The lack of cybersecurity staff – which is facing a dual challenge of extreme demand and high rates of stress and burnout-related attrition – has become particularly acute over the past year.
This is because IT and business leaders appear to finally be waking up to the fact that cybersecurity needs to be built into every business decision, particularly now that much of their day-to-day work is being conducted off-premises by distributed teams.
Malware and ransomware continue to evolve, and as new techniques and attack vectors are identified by hackers, companies will see every inch of their IT defences poked and probed by malicious actors.
"Wherever the data goes, bad actors are bound to follow," says David Hewitt, cloud platform director at IBM.
Hewitt says the rise of hybrid cloud has raised specific challenges for security by creating more potential entry points for malicious code and similar threats. "As digital infrastructure becomes more complex, businesses need to avoid falling victim to the 'Frankencloud' – an environment that's difficult to navigate and nearly impossible to secure," Hewitt tells ZDNET.

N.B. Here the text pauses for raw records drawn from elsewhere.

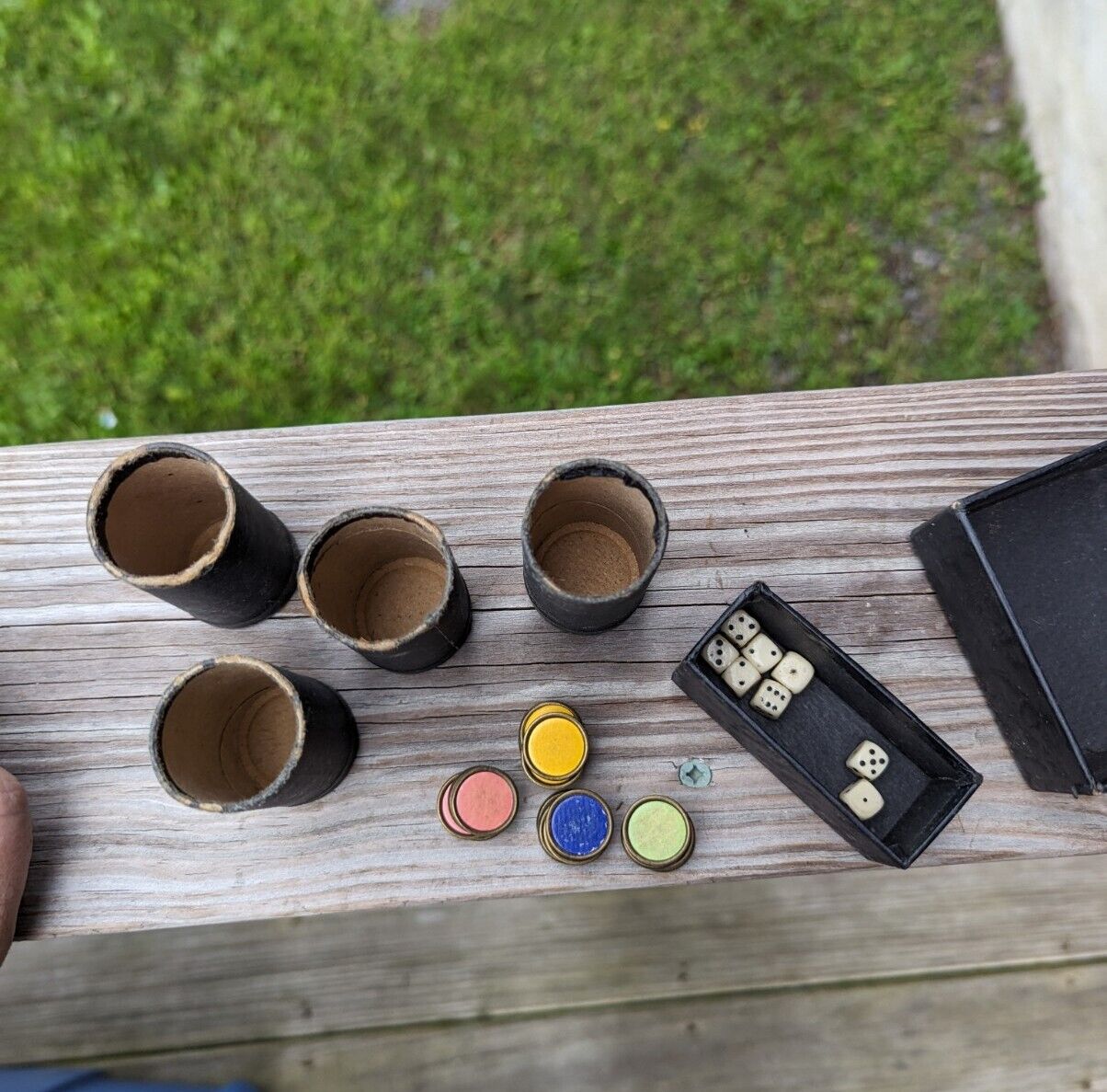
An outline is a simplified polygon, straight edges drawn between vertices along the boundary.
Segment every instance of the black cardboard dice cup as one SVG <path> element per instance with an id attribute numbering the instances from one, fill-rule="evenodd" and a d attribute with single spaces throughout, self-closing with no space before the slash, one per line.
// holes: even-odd
<path id="1" fill-rule="evenodd" d="M 403 508 L 354 508 L 300 562 L 300 597 L 337 640 L 390 671 L 425 671 L 468 637 L 469 593 L 436 524 Z"/>
<path id="2" fill-rule="evenodd" d="M 1107 787 L 1107 441 L 954 502 L 919 555 L 1023 777 Z"/>
<path id="3" fill-rule="evenodd" d="M 358 754 L 358 727 L 330 687 L 247 656 L 173 680 L 151 725 L 151 762 L 178 803 L 206 812 L 307 804 Z"/>
<path id="4" fill-rule="evenodd" d="M 116 459 L 89 498 L 89 542 L 112 576 L 213 626 L 250 626 L 296 588 L 288 528 L 210 455 L 152 443 Z"/>
<path id="5" fill-rule="evenodd" d="M 798 652 L 815 678 L 779 720 L 738 698 L 700 658 L 735 610 L 777 645 Z M 907 868 L 976 791 L 981 776 L 886 687 L 766 585 L 746 588 L 677 665 L 673 681 L 855 849 Z M 871 820 L 839 799 L 857 780 L 846 760 L 863 740 L 888 753 L 873 784 L 884 800 Z"/>
<path id="6" fill-rule="evenodd" d="M 606 459 L 565 463 L 524 515 L 527 595 L 559 629 L 611 629 L 638 609 L 668 538 L 665 507 L 637 471 Z"/>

Third and fourth-party dependencies in cloud services are creating additional vulnerabilities and "blind spots" that can be exploited by hackers, says Hewitt. He warns that these need to be identified and addressed before they turn into a major and unmanageable issue.
"As organizations embrace a hybrid cloud approach, they must stay vigilant. By ensuring they have a holistic approach to security and a clear view of data residing across their entire hybrid cloud infrastructure, organizations can better prevent risk."
Hewitt says leaders need to make architectural decisions based on what environment and which infrastructure type fits best, rather than an overzealous, "rip and replace" approach. "When done appropriately, the benefits of modernisation can lead to increased agility, security, on-demand scalability, and cost savings over time," he says.
But even the cloud isn't invulnerable to the effects of an economic slump. Gartner expects that cloud application infrastructure services (PaaS) and software-as-a-service (SaaS) will see the most significant impacts from inflation in the next 12 months; again, this is partly due to staffing challenges. "Higher-wage and more skilled staff are required to develop modern SaaS applications, so organizations will be challenged as hiring is reduced to control costs," , vice president analyst at Gartner.
"Organizations can only spend what they have. Cloud spending could decrease if overall IT budgets shrink, given that cloud continues to be the largest chunk of IT spend and proportionate budget growth."
Regardless, the outlook for cloud professionals and other professionals in 2023 remains optimistic, for now.
"As businesses continue to recognize the value and necessity of investing in the cloud, jobs in this sector are anticipated to be as recession-proof as any crucial tech job in 2023," says Heneghan.
"For businesses, it means [positioning] themselves as compelling workplaces, identifying and clearly communicating the development opportunities and benefits available."